Dalam konteks ini, tuduhan tentang Tionghoa sebagai ancaman memperoleh semacam pembenaran dengan naiknya Basuki Tjahja Purnama (Ahok) ke tampuk pimpinan Jakarta. Dalam frame yang dikembangkan kelompok-kelompok berpikiran sempit ini, sebenarnya sejak awal Jokowi datang ke Jakarta sekadar untuk mempermudah jalan Ahok ke posisi gubernur DKI. Lebih spektakuler lagi, skenarionya bebunyi:  lima tahun mendatang, Jokowi tidak akan maju lagi  sebagai presiden untuk digantikan Ahok!

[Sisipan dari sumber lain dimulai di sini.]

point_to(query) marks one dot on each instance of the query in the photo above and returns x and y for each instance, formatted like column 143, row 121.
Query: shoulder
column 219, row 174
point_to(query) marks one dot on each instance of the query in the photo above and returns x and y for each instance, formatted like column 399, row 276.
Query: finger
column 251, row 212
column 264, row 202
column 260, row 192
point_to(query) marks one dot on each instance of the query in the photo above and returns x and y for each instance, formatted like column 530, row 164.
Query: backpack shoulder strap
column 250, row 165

Ketiga, KAMMI sedang berusaha memobilisasi dan menarik hati sebagian kalangan di Indonesia yang memang masih memiliki kecurigaan dan dan antipati terhadap kaum Tionghoa.  Ini dilakukan untuk kepentingan politik baik jangka pendek maupun jangka panjang. Dengan melakukan ‘branding’ semacam ini (“KAMMI adalah satu-satunya kekuatan politik yang melindungi kaum pribumi”), KAMMI akan mudah menarik suara yang dibutuhkan dalam berbagai pilkada, pemilihan calon legislatif ataupun pemilihan presiden nanti. Tentu saja KAMMI sendiri bukan partai politik, namun KAMMI diketahui memiliki hubungan dekat dengan partai politik tertentu.

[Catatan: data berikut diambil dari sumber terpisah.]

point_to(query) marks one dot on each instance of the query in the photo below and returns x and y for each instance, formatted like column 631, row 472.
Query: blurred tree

Rasisme, alat politik NAZI
Rasisme, cara politik NAZI
Cara politik rendahan semacam ini dulu pernah berhasil dilakukan Hitler dan NAZI di Jerman sebelum Perang Dunia II. Hitler dan NAZI berhasil memperoleh suara besar dalam pemilu antara lain dengan semangat rasis dengan mengambinghitamkan Yahudi sebagai sumber masalah yang menyebabkan ekonomi Jerman terpuruk. Mereka juga memanfaatkan semangat anti Yahudi yang ada di kalangan Kristen puritan. Propaganda ini berhasil Hitler dan NAZI dipercaya sebagai semacam ‘juru selamat’ Jerman..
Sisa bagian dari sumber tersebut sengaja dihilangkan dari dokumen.